Less common but documented streams include sandalwood industry residue used by Givaudan for sandalwood reconstructions, sugar industry molasses for biotech fermentation feedstock, and timber industry by-products such as cedarwood chips. The breadth of the category means the upcycled label can cover everything from a 100 percent natural artisan essence to an industrial fermentation captive built on agricultural residue.
Supplier programmes and named ingredients
MANE launched its Floralpha programme in 2019, focused on extracting active aroma molecules from residual biomass of jasmine, tuberose, and rose distillation. The programme positions the resulting ingredients as both sustainable and olfactively distinctive. Givaudan operates Akigalawood and other captives that derive from patchouli distillation residue, and its 2022 to 2026 sustainability programmes include upcycled sandalwood, vetiver, and cedarwood streams. Firmenich has published work on upcycled jasmine and rose extracts.
The published commitments are partial. Each major supplier reports a fraction of its catalogue as upcycled or circular, typically in the order of 5 to 15 percent of named ingredients in 2026, with the rest still sourced through conventional supply chains. The trajectory is upward, driven by regulatory pressure from the EU Corporate Sustainability Reporting Directive and by brand demand for traceable claims.
Houses building briefs around upcycled materials
Sana Jardin, founded by Amy Christiansen Si-Ahmed in 2017, is the most publicly committed upcycled fragrance house, with a sourcing programme tied to its Beyond Sustainable framework in collaboration with the Centre for Sustainable Fashion at London College of Fashion.
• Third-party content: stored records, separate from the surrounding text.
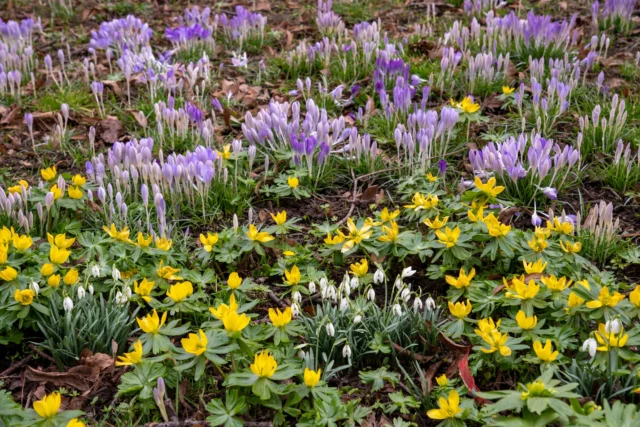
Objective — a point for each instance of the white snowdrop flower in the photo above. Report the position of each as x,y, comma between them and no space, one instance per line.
590,345
430,303
346,351
296,296
397,310
408,272
371,295
34,287
331,331
378,277
613,326
295,310
67,304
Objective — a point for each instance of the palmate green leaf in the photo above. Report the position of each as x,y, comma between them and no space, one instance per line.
141,380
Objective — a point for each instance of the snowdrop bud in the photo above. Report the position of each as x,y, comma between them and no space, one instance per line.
378,277
430,303
295,309
613,326
371,295
590,345
408,272
34,287
296,297
346,351
67,304
397,310
331,331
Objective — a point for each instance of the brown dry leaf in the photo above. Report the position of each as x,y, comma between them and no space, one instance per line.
109,129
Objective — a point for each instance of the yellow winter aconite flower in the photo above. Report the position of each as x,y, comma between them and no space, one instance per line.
18,188
152,323
49,173
605,299
390,233
437,223
54,280
523,291
534,267
234,322
292,277
208,241
609,340
168,272
634,297
60,240
196,343
487,326
387,216
163,243
122,235
293,181
497,342
361,268
144,242
180,291
8,274
356,235
24,297
420,202
495,228
75,192
449,408
280,318
133,358
48,406
449,237
570,248
489,189
463,280
442,380
312,378
22,242
258,236
280,218
71,277
78,180
264,365
545,353
234,281
144,289
564,227
556,284
525,322
222,309
460,309
58,256
56,191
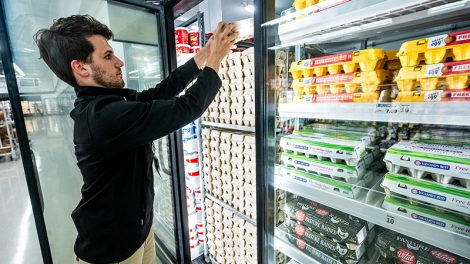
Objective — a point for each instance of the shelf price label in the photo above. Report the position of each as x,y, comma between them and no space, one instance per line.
437,41
434,70
432,96
392,108
390,220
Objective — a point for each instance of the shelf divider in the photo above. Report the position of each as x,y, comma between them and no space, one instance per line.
231,209
452,242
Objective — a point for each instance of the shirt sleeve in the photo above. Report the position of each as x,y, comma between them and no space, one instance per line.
118,125
173,84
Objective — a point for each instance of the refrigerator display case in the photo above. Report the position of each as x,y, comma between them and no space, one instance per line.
362,131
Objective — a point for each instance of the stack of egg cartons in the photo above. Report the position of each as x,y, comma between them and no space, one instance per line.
249,87
280,202
249,165
206,159
424,83
250,245
226,177
238,172
216,163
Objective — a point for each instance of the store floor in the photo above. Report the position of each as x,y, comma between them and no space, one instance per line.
18,237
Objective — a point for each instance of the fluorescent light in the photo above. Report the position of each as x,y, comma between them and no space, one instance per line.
379,23
18,70
447,7
250,8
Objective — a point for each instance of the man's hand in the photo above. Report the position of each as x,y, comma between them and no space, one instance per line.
220,43
201,57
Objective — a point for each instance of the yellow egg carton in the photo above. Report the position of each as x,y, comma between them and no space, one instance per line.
348,62
434,96
448,75
368,82
347,98
303,86
436,49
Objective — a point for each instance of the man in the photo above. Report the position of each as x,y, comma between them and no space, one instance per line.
114,128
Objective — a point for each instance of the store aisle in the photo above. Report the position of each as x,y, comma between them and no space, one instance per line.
18,237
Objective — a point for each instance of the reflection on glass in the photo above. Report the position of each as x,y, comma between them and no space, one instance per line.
163,204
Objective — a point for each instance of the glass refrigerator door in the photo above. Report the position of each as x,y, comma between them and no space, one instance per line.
364,131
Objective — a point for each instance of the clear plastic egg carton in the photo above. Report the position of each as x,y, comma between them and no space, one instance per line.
340,172
421,174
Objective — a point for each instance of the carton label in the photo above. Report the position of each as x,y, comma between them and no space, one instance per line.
337,78
444,257
458,38
428,220
405,256
301,163
343,57
301,147
432,165
334,98
437,41
428,194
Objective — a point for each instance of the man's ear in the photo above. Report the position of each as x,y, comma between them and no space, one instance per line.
80,69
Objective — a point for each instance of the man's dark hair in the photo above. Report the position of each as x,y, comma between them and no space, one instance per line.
66,40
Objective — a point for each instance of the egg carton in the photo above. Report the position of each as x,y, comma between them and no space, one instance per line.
422,174
447,75
349,62
443,163
341,152
341,172
455,46
445,219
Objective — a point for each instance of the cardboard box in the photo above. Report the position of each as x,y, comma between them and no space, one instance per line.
350,174
328,222
333,149
446,220
402,249
446,160
446,196
302,236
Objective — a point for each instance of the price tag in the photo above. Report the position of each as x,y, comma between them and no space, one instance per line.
432,96
392,108
306,63
384,108
434,70
437,41
390,219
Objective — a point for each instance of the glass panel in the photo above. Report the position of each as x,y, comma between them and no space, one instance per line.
164,221
47,101
370,158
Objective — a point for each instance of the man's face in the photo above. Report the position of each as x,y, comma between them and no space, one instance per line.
106,67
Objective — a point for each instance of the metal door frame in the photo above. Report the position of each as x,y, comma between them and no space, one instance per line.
165,15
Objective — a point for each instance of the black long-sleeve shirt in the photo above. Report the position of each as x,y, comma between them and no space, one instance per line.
113,131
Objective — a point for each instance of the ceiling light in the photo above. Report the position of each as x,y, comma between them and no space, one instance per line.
249,6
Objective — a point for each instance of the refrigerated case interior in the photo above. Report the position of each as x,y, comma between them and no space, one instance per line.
372,149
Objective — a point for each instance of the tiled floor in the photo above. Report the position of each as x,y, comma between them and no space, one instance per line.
18,237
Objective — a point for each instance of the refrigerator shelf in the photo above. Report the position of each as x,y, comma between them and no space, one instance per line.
231,209
290,250
443,113
368,207
348,20
228,126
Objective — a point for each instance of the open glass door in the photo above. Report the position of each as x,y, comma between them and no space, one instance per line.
46,103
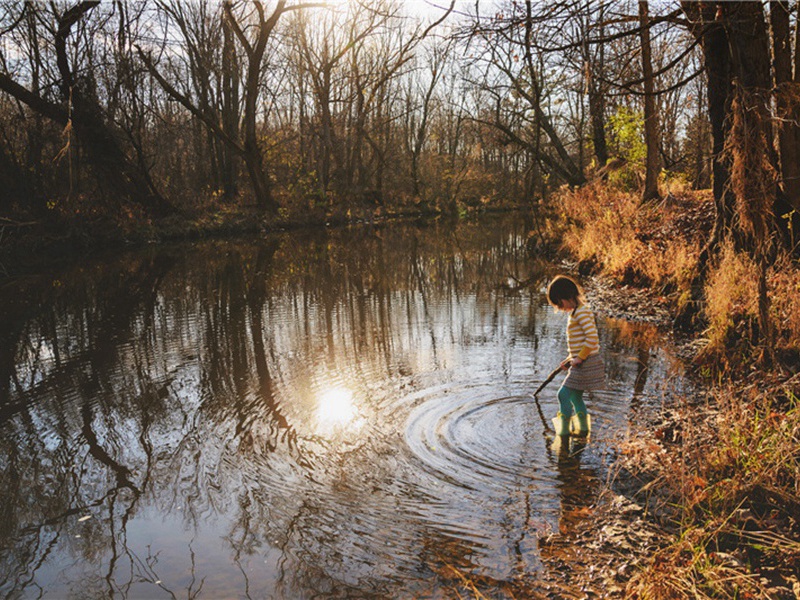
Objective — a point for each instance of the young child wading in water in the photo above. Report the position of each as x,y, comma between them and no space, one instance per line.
586,369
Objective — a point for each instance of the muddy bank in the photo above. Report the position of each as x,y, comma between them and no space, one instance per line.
631,526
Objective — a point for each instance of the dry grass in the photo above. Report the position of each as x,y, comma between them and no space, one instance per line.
729,484
726,476
633,243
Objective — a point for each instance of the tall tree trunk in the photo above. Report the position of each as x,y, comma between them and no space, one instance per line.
230,108
596,89
788,200
97,136
650,116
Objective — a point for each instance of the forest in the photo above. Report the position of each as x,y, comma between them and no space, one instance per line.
656,144
137,111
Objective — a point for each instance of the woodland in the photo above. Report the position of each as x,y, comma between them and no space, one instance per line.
656,143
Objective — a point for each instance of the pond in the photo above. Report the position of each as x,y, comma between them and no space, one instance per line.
339,413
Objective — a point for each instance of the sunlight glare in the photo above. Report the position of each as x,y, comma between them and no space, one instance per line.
336,409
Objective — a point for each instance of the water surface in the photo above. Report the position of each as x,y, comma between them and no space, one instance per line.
334,414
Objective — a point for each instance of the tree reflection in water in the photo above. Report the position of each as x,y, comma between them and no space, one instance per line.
235,417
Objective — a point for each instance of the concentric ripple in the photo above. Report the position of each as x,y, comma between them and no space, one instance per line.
471,438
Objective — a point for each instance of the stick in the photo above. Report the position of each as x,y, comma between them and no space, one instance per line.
546,381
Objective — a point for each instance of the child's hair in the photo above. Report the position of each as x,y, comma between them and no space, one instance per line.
563,288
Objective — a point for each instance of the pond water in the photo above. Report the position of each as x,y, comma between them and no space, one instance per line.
341,413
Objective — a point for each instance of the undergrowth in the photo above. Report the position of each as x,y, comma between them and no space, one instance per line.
722,476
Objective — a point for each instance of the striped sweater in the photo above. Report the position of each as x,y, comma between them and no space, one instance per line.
582,338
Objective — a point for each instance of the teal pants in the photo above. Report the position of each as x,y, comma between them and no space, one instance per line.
569,398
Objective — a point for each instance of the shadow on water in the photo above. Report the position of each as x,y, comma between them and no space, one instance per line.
332,414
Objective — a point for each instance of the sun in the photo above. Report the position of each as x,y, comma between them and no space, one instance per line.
336,410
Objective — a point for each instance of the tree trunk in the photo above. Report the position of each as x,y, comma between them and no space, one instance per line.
96,135
230,109
650,116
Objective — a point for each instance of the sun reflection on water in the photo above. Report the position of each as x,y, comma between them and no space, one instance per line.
336,411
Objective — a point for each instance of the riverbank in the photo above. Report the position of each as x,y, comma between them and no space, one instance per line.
30,244
704,497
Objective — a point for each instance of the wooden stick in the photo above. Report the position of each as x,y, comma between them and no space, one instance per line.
548,380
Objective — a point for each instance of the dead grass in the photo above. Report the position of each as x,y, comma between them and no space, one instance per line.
724,476
728,484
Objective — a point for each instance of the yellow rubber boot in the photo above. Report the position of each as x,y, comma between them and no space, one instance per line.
561,423
580,423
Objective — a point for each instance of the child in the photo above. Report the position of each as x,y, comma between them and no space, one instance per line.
586,369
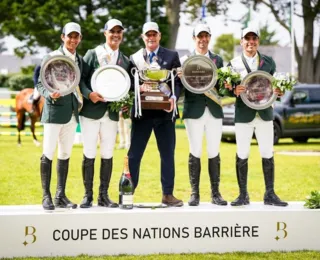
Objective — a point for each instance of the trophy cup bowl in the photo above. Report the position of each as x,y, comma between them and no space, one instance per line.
158,96
259,93
60,74
154,75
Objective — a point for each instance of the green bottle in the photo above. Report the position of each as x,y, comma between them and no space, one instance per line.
126,187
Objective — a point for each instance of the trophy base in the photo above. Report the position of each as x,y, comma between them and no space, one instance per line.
154,100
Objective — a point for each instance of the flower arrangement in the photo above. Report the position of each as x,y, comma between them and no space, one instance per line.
127,101
228,75
283,81
313,201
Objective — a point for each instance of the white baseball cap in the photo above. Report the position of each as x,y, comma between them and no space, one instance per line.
201,28
71,27
249,30
150,26
112,23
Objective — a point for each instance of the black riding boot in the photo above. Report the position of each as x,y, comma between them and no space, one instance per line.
214,173
87,176
194,177
105,177
270,198
242,176
61,200
45,172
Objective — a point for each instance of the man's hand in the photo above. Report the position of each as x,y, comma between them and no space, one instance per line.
227,86
55,95
179,72
171,100
278,92
239,89
124,109
95,97
145,87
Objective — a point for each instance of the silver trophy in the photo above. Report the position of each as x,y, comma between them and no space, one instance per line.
157,96
259,92
199,76
60,74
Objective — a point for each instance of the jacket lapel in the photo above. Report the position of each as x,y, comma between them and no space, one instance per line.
160,56
80,65
262,62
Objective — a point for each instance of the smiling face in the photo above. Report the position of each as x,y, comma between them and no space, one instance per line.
202,42
250,44
71,41
114,37
151,40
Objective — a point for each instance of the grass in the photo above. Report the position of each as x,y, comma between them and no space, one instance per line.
305,255
296,176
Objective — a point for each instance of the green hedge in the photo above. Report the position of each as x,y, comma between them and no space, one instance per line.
18,82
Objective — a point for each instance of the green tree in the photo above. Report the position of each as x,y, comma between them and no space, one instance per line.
3,48
266,36
40,22
224,46
308,63
191,7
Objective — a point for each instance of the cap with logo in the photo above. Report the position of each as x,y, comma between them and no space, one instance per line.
201,28
71,27
247,30
150,26
113,23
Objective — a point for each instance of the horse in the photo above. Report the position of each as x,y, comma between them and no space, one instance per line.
34,111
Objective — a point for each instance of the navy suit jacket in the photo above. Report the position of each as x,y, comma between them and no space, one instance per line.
167,59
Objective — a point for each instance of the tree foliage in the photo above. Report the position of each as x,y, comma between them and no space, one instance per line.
308,63
40,22
266,36
193,9
224,46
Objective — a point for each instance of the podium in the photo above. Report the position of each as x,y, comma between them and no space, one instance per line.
31,231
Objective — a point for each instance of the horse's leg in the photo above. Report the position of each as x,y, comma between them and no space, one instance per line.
19,125
19,138
32,127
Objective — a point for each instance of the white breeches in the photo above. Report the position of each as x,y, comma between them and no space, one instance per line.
36,94
209,125
124,131
105,129
264,134
64,134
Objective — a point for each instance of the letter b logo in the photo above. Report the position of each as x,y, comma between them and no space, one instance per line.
30,236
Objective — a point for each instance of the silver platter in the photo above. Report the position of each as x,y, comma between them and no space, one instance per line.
259,93
112,82
199,74
60,74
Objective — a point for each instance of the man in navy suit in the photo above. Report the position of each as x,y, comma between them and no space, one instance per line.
162,122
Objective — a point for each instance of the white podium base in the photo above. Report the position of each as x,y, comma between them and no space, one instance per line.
31,231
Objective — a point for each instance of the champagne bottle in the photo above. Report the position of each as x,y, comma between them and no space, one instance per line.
126,187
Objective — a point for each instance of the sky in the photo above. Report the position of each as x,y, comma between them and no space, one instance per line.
218,27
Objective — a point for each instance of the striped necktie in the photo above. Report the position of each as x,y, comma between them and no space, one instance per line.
151,55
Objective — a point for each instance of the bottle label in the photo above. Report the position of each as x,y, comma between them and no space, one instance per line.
127,199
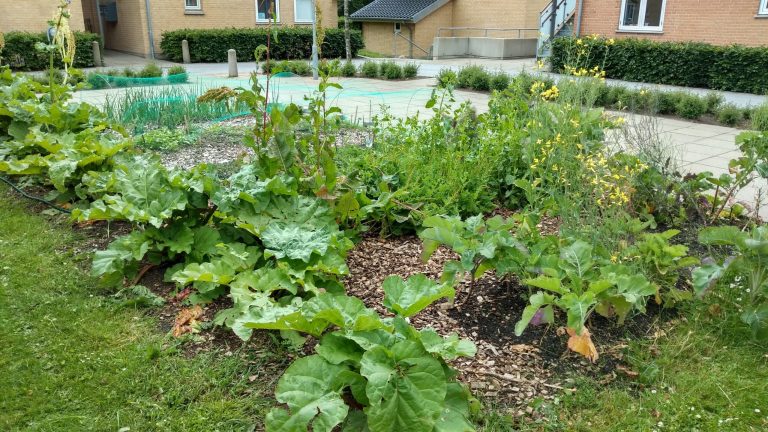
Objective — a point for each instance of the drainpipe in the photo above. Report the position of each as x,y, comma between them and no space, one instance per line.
578,20
101,23
149,30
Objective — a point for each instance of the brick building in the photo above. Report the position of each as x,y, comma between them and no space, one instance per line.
408,28
742,22
129,26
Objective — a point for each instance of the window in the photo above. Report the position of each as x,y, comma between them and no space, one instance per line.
303,11
642,15
267,10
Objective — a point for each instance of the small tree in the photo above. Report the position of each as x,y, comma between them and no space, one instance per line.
347,39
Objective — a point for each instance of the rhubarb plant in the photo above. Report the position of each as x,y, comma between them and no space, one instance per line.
368,373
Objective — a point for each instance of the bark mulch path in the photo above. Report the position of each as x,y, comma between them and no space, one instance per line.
509,370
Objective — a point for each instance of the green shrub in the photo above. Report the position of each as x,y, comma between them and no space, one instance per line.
410,70
150,71
20,52
691,107
211,45
391,70
446,78
687,64
499,81
474,77
713,101
759,117
370,69
729,115
666,102
348,70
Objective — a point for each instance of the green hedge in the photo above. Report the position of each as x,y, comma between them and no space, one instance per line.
20,52
688,64
290,43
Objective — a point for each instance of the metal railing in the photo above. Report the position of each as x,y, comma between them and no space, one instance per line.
486,30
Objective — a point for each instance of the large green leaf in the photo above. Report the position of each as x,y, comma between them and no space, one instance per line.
306,387
455,415
406,388
409,297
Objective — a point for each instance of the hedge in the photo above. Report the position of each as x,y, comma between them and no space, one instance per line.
688,64
288,43
20,52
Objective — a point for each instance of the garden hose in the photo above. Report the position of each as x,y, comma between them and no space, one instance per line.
34,198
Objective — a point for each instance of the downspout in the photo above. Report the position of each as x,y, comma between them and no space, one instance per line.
578,20
149,30
101,23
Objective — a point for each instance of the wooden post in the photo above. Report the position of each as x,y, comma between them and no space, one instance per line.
232,60
185,52
96,54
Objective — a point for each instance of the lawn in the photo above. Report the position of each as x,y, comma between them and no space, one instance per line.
73,358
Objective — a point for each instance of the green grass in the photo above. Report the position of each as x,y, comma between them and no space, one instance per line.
73,359
706,374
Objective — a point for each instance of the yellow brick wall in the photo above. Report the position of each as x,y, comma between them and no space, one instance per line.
426,29
722,23
497,14
129,33
33,15
507,14
380,38
170,15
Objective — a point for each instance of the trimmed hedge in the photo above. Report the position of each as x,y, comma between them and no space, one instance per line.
20,52
290,43
688,64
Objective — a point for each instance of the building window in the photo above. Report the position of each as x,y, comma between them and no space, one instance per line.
267,10
303,11
642,15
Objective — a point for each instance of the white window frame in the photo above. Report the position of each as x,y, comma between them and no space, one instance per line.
267,20
298,21
641,16
198,7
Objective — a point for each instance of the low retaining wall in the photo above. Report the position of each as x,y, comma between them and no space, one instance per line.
485,47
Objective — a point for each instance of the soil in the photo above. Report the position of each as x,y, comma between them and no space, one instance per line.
507,369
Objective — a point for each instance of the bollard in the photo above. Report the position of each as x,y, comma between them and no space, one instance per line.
96,54
232,59
185,52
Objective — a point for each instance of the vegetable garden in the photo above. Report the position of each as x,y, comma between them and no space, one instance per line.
445,252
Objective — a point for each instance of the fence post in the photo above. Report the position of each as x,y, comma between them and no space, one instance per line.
232,60
96,54
185,52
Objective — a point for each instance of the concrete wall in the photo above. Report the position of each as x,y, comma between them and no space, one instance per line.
484,47
33,15
720,23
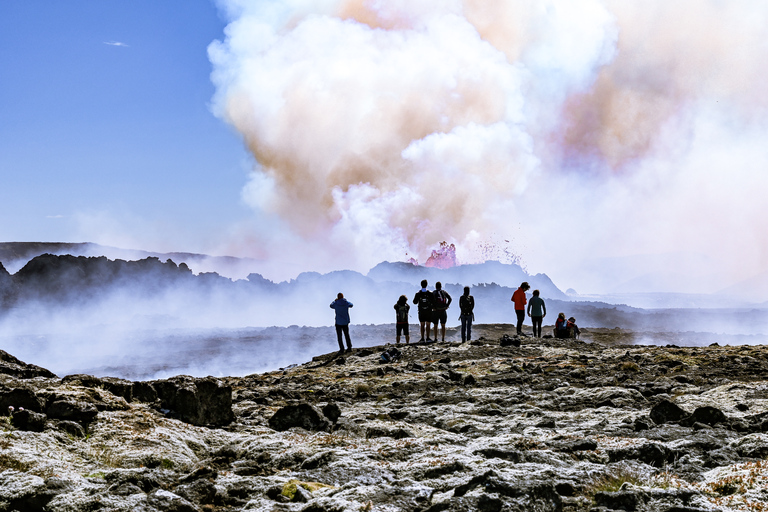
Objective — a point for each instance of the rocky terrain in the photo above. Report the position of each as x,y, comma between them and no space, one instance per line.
497,424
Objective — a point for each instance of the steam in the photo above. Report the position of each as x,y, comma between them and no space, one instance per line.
572,129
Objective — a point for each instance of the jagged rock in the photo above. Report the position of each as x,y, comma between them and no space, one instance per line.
667,412
79,412
9,365
706,415
29,420
70,427
166,501
197,401
20,397
332,411
302,415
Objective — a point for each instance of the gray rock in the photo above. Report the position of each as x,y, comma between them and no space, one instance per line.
205,402
302,415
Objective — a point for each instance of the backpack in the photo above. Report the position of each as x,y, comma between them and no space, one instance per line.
425,301
390,355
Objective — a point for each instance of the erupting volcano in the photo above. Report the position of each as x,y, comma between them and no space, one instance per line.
444,257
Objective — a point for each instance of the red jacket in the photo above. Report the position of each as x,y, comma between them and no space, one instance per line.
519,299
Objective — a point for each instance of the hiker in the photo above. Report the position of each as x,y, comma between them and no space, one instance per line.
342,305
424,299
519,299
467,315
401,313
537,310
561,326
441,303
573,329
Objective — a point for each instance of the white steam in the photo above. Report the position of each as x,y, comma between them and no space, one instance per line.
575,129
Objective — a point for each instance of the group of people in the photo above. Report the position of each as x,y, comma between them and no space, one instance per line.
537,310
433,310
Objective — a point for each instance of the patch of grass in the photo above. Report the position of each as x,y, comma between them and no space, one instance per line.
612,482
8,461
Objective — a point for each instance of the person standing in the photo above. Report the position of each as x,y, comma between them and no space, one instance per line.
519,299
342,305
467,316
440,305
537,310
401,314
424,300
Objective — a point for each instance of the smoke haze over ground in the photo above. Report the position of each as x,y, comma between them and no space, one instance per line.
574,134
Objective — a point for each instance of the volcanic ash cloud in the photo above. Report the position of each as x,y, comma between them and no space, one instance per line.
387,127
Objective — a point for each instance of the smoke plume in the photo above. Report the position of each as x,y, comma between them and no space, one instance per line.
572,129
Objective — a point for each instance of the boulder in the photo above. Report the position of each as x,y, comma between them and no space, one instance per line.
667,412
205,402
9,365
706,415
21,397
29,420
72,410
302,415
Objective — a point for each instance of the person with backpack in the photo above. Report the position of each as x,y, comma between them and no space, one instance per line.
424,300
467,316
401,314
441,303
342,305
561,327
520,300
537,310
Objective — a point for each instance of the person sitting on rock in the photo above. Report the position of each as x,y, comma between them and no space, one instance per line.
401,314
561,326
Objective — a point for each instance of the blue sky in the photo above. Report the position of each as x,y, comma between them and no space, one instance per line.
96,135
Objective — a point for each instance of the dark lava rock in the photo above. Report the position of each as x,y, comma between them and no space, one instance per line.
70,427
507,341
9,365
707,415
29,420
19,397
205,402
72,410
166,501
302,415
667,412
332,412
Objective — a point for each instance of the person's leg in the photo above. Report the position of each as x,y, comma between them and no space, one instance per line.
520,318
338,336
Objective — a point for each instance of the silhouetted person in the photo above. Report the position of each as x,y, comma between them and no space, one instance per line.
573,329
342,305
537,310
561,326
467,316
519,299
401,314
424,300
440,305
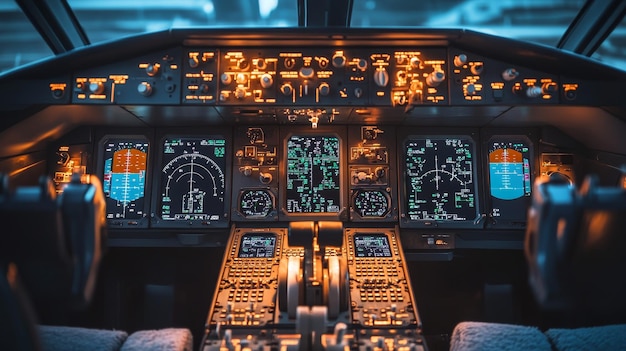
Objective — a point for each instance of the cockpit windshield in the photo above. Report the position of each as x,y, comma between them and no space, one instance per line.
538,21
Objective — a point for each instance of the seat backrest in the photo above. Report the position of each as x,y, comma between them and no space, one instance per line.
576,247
55,241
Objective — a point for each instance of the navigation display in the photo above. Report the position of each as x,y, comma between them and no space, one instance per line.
440,179
192,183
313,174
125,162
509,177
257,246
371,245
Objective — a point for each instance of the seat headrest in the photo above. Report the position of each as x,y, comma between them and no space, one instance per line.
55,241
575,246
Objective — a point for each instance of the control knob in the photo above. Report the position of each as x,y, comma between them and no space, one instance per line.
362,64
240,92
306,72
96,87
324,89
290,62
265,178
203,88
144,88
460,60
534,91
322,62
510,74
549,88
194,62
339,60
435,77
477,68
381,77
415,62
470,89
266,80
153,69
241,78
286,89
226,79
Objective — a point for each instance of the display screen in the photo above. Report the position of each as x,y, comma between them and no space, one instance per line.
371,245
256,203
371,203
192,179
257,246
125,162
509,177
313,174
440,179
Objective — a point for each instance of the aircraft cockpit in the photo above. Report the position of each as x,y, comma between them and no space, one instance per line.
291,175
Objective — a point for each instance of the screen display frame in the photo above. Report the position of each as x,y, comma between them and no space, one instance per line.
157,220
372,235
469,223
503,220
340,134
144,221
255,234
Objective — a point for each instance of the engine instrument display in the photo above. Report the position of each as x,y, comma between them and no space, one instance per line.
256,203
509,177
440,179
313,174
124,178
257,246
371,203
371,245
192,180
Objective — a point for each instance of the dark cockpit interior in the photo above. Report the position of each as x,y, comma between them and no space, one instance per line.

The house works with rose, neroli, and orange flower from Morocco and channels by-products back into a women-led economic programme.
Other niche houses use upcycled materials less explicitly. The Different Company, Phaedon, Atelier Materi, and several US indie houses incorporate upcycled or by-product ingredients without making it the centre of the brief. Mainstream brands including L'Occitane and Chloe carry upcycled or circular claims on selected references. The term is now visible enough on retail shelves to function as a recognised positioning rather than a niche claim (Fragrantica, accessed 2026-05-29).
Limits, claims and certification
The main limit on the category is absence of a shared definition. A material can be marketed as upcycled with very little documentation. The EU Green Claims Directive, in transposition through 2026, will require substantiation of environmental claims and is expected to tighten use of the term in fragrance marketing. Until then, the burden falls on individual houses to document the by-product source, the alternative use that would otherwise apply, and the environmental benefit claimed.
Buyers and journalists evaluating upcycled claims now look for three markers: a named donor industry, a documented supply partnership, and traceability data covering quantities and origin. Houses that publish this level of detail, including Sana Jardin and parts of L'Oreal Luxe, give the claim credibility. Houses that use the word without supporting detail face increasing scrutiny.
Sources
- Perfumer & Flavorist, supplier coverage on Givaudan, MANE Floralpha, and Firmenich upcycling. Accessed 2026-05-29.
- Now Smell This, editorial coverage of Sana Jardin and upcycled niche houses. Accessed 2026-05-29.
- Fragrantica, brand pages and reviews referencing upcycled materials. Accessed 2026-05-29.
- MANE and Givaudan, public sustainability and responsibility reports, 2022 to 2025 editions.